Первый поцелуй перед отправкой в армию, о котором они никогда не говорили.
— Игорь, — зовёт он его, будто обсидиановые глаза не смотрят на него с пугающей трезвостью.
— Если когда-нибудь я не вернусь…
— Я т-тебе не вернусь, полковник! — Возмущённо перебивает его голос, а рука даже тянется, чтобы дать мягкий подзатыльник.
Жилин ловит запястье, зарывается своими пальцами в ладонь. Держит крепко.
— Всё моё — твоё, — говорит он совсем не о вещах.
— И я т-тебя, — понимающе отвечает Катамаранов и тянется, чтобы из какой-то природной вредности взъерошить еле уложенные волосы.

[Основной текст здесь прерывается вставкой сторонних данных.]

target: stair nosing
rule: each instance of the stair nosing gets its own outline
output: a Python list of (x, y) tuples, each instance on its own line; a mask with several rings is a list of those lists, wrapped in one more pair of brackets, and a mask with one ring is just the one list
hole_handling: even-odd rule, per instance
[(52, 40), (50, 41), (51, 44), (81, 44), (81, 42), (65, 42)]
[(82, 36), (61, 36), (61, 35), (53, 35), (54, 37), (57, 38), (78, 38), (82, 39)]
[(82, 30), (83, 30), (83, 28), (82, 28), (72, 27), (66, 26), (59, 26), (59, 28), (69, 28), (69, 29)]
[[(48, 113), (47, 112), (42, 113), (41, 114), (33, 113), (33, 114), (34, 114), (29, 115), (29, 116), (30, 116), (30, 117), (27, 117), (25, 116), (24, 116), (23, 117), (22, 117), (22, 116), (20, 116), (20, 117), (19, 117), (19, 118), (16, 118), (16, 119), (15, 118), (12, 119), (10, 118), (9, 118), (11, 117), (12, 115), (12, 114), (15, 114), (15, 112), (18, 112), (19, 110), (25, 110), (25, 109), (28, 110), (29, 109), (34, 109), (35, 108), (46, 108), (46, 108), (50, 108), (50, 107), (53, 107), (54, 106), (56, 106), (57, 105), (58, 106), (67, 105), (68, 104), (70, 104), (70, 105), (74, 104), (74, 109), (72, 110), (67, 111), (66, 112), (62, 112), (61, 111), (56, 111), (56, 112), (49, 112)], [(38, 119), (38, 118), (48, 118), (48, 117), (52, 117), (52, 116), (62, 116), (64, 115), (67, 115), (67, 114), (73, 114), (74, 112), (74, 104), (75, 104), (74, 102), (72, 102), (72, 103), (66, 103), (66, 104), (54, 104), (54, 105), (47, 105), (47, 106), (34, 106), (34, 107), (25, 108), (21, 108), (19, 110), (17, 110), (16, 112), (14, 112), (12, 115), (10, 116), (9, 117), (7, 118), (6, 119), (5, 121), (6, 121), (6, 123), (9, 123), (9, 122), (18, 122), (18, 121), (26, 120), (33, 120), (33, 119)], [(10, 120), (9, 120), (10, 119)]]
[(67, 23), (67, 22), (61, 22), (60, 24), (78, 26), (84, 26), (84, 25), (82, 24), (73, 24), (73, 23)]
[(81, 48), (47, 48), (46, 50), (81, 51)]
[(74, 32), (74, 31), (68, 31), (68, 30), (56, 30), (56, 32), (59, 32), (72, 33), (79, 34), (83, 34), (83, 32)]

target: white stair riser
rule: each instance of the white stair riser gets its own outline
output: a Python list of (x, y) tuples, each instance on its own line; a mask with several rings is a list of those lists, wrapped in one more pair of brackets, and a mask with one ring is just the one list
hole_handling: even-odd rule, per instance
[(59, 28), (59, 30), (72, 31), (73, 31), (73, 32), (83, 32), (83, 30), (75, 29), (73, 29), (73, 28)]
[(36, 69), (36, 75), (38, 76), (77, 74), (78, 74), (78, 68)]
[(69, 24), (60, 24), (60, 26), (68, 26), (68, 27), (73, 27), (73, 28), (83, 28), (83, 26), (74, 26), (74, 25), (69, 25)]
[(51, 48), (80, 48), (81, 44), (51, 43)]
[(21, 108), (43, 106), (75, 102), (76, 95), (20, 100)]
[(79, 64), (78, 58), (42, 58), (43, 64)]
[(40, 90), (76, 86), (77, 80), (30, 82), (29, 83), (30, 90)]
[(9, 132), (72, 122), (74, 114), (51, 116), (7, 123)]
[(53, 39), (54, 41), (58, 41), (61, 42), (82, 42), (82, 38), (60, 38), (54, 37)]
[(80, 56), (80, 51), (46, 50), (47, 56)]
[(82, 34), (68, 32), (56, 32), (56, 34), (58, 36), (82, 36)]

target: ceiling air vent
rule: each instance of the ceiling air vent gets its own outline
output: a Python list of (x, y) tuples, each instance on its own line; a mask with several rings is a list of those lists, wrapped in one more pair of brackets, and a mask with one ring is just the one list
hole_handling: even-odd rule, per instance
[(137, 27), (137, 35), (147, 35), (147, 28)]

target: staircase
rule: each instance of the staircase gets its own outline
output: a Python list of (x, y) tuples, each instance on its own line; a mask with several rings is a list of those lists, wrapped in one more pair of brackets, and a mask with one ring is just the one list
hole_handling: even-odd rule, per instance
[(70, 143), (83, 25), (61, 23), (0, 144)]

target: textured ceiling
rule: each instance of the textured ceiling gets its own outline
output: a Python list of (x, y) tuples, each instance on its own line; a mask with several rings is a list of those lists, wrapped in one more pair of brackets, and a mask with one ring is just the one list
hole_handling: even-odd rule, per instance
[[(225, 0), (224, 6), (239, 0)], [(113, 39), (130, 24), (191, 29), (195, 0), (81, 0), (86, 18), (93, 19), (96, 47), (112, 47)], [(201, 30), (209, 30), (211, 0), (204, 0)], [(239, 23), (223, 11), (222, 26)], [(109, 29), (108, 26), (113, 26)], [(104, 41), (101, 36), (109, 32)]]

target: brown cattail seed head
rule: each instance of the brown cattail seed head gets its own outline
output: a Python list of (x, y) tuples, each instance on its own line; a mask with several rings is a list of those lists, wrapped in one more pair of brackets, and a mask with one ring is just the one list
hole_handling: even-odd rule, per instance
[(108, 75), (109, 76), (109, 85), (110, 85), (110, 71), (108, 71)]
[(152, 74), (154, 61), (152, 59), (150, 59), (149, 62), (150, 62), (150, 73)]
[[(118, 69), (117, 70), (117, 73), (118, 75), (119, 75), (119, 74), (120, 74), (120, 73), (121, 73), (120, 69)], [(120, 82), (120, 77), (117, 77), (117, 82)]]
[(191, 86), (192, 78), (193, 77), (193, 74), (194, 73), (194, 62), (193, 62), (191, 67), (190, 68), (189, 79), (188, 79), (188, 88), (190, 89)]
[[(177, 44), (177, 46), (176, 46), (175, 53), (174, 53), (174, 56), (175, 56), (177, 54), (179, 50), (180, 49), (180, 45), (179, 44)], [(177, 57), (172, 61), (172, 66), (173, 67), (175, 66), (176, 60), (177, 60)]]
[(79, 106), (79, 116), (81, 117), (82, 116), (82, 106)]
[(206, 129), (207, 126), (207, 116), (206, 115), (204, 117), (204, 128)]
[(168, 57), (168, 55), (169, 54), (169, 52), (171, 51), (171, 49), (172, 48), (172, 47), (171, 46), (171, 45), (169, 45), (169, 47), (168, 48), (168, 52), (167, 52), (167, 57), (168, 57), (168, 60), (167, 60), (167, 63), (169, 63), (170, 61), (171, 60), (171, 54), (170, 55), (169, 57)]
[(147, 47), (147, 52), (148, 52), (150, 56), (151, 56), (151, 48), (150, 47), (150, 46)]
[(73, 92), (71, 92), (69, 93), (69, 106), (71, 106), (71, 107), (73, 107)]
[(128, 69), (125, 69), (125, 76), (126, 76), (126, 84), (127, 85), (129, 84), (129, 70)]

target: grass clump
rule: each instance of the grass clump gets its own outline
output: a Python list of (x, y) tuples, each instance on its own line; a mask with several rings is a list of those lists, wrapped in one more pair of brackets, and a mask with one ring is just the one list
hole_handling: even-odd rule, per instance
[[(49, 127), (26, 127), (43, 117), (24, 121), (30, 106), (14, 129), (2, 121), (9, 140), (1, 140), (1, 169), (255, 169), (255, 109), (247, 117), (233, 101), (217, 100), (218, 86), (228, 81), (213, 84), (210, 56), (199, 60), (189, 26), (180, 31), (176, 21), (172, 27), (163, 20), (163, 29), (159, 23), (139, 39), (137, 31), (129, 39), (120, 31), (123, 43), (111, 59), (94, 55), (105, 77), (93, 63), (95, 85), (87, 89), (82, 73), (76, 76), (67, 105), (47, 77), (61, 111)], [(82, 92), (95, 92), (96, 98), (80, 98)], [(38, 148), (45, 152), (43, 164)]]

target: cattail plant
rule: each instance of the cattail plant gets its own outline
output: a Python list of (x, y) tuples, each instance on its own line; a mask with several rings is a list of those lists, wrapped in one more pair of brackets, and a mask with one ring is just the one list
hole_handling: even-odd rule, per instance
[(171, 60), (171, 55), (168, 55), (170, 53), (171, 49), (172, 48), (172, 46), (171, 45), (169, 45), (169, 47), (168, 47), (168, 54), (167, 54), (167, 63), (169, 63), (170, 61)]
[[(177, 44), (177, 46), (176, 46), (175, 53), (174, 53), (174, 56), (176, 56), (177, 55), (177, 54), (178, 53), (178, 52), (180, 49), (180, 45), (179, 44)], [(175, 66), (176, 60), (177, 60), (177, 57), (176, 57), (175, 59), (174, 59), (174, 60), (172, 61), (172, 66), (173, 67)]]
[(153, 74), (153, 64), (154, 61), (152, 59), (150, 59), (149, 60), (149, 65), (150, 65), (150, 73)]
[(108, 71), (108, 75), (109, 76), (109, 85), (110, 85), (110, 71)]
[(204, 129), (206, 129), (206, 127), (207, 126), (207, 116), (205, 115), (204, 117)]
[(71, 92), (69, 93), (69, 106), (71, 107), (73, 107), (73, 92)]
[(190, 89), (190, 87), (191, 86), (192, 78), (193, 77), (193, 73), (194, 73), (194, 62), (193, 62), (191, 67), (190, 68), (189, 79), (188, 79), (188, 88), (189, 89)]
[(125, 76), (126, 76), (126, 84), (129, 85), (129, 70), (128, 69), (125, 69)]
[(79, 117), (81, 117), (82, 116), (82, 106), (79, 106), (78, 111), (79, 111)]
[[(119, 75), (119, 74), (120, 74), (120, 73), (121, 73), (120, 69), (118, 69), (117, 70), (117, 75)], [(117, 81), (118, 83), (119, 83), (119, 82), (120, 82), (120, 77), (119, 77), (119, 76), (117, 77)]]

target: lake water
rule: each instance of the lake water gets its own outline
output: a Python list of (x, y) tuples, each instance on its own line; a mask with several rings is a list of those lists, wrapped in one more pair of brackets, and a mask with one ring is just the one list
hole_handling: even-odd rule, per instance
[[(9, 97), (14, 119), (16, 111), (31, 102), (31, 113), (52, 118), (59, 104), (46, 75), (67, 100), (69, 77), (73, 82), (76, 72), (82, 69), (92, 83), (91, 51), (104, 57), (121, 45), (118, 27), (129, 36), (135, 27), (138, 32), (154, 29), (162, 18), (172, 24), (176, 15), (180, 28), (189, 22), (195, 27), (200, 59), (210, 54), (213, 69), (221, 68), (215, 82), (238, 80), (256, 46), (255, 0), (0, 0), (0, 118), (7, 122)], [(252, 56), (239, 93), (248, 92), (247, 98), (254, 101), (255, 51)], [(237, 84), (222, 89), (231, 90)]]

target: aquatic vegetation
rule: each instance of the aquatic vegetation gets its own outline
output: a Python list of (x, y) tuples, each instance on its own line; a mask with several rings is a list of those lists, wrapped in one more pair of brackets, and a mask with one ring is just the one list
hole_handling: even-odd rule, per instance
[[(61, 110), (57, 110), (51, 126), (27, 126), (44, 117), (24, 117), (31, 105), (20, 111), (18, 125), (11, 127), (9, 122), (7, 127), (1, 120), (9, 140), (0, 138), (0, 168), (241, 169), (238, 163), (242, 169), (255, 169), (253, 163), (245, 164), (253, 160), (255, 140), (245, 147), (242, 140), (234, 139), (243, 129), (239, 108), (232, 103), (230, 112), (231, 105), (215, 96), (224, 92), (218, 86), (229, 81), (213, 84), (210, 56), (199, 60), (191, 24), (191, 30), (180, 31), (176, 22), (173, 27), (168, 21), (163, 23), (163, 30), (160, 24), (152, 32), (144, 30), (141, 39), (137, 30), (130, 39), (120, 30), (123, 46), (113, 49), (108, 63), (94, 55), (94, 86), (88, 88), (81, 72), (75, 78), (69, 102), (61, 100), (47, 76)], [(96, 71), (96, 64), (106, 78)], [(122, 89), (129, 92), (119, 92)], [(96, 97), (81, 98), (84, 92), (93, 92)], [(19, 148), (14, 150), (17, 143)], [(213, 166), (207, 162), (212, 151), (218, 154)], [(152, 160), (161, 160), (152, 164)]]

Никто больше не знает, кто они друг другу и насколько мало между ними расстояние.
И никто не узнает.
Никто не отнимет это у них.
Заполошно бьющееся сердце отсчитывает секунды до того, как он снова сорвётся в пропасть этих чёрных глаз.
Пять.
Ресницы Жилина мелко вздрагивают.
Четыре.
Всё в груди сжимается с такой силой, что становится тяжело дышать.
Три.
Он почти что робко зарывается ладонью в чёрные волосы Игоря.
Два.
Склоняется над ставшим таким родным лицом, тычется лбом мягко, как это делают псы.
Один.
— Я люблю тебя.
Игорь ничего не отвечает, он уже всё сказал — лишь тянется подбородком за поцелуем, гладит успокаивающе по плечам.
Забирая тревогу.
Всё будет хорошо.
Катамаранов в шутку тянет мужчину на себя, но тот, смущённо разглаживая волосы на затылке, лишь нехотя отстраняется.
— Мой брат нерадивый откинулся, снова ведь во что-то влипнет, беспокоюсь я за него, присмотреть нужно.
Волна тревоги снова заполняет лёгкие, но тут же отступает, стоит Игорю ответить.
— П-присмотри. А я за т-тобой присмотрю.
Жилин склоняется над своим Игорем, мягко целует его губы, уголки сонных глаз, родинку на скуле. Тепло улыбается, когда чувствует, как прохладная рука ложится на шею.
Он знает, что Игорь всегда был, есть и будет рядом.
Потому что так делают только те, кто влюблён.